Senior judge Panagiotis Pikramenos was named Greece’s caretaker prime minister today, and new elections will be held on June 17, according to reports on state TV.
President Karolos Papoulias convened the crisis-struck country’s political leaders again today to appoint a caretaker government that will lead the country into the new elections after nine days of power-sharing talks collapsed.
The last election on May 6 left no party with enough votes for a majority in parliament, after voters furious with the handling of the country’s severe financial crisis deserted the two formerly dominant parties, the conservatives and socialists.

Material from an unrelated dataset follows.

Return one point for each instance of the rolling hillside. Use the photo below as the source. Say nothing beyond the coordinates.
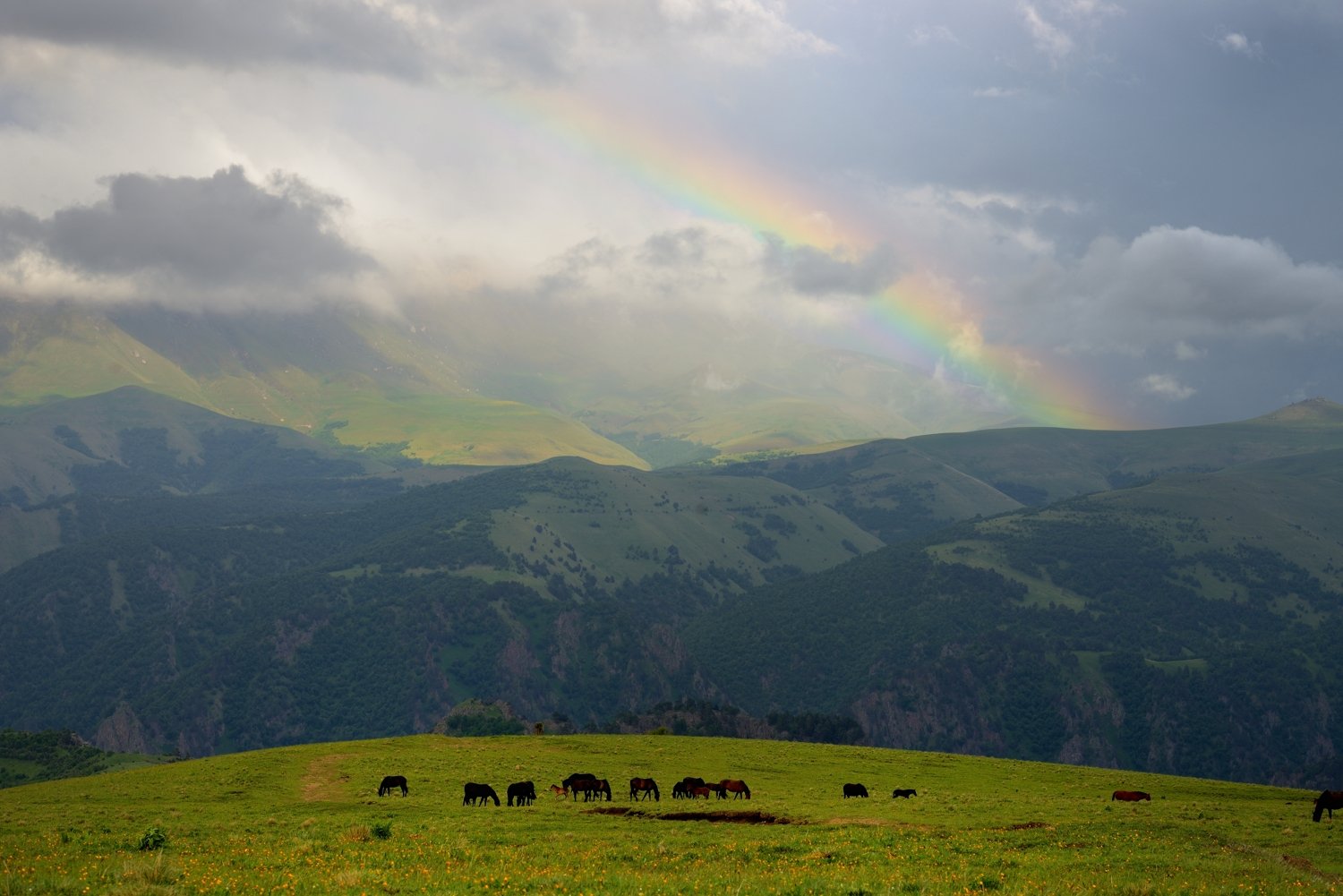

They turned instead to a myriad of smaller parties, with big gains for those who pushed for Greece to pull out of its international bailout agreements.
Mr Papoulias met six of the seven parties that garnered enough votes for parliamentary seats: conservative New Democracy’s Antonis Samaras; Alexis Tsipras of the Radical Left Coalition, or Syriza; socialist PASOK’s Evangelos Venizelos; and the heads of three smaller parties.
The only one not present was the head of the extremist right-wing Golden Dawn party, who was protesting about not being invited to yesterday’s negotiations over a proposal to agree on a government of technocrats.
The inability to form a government and the prospect of another inconclusive general election have increased concern over Greece’s ability to cope with its crippling financial crisis and threaten the country’s continued participation in the euro.
The instability comes at a critical time, with Greece expected to take yet more austerity measures next month to meet targets laid out in its bailout deal with other eurozone countries and the International Monetary Fund.
Communist Party leader Aleka Papariga said after the meeting that the party heads agreed that the interim government will not be able to make any internationally binding decisions.
Ms Papariga said: “It will be a strictly caretaker government, which must not take any action at the EU or Nato that will be binding for the Greek people.
“If there is an emergency or unforeseen event, that can be addressed by consultation among the parties with the involvement of the president.”
Council of State head Mr Pikramenos will be appointed prime minister until the new elections.
Opinion polls in the past few days have projected the winner of the new election to be Syriza, which has campaigned on an anti-bailout ticket and made massive gains on May 6 to come in second place with 16.8% and 52 seats in the 300-member parliament.
But it would still not gain enough for a parliamentary majority, meaning more negotiations for a power-sharing government would be likely.
Syriza head Mr Tsipras refused during the power-sharing negotiations to join or support any coalition government that would seek to continue implementing Greece’s bailout. The heads of the other parties that could have formed a coalition had insisted he be on board.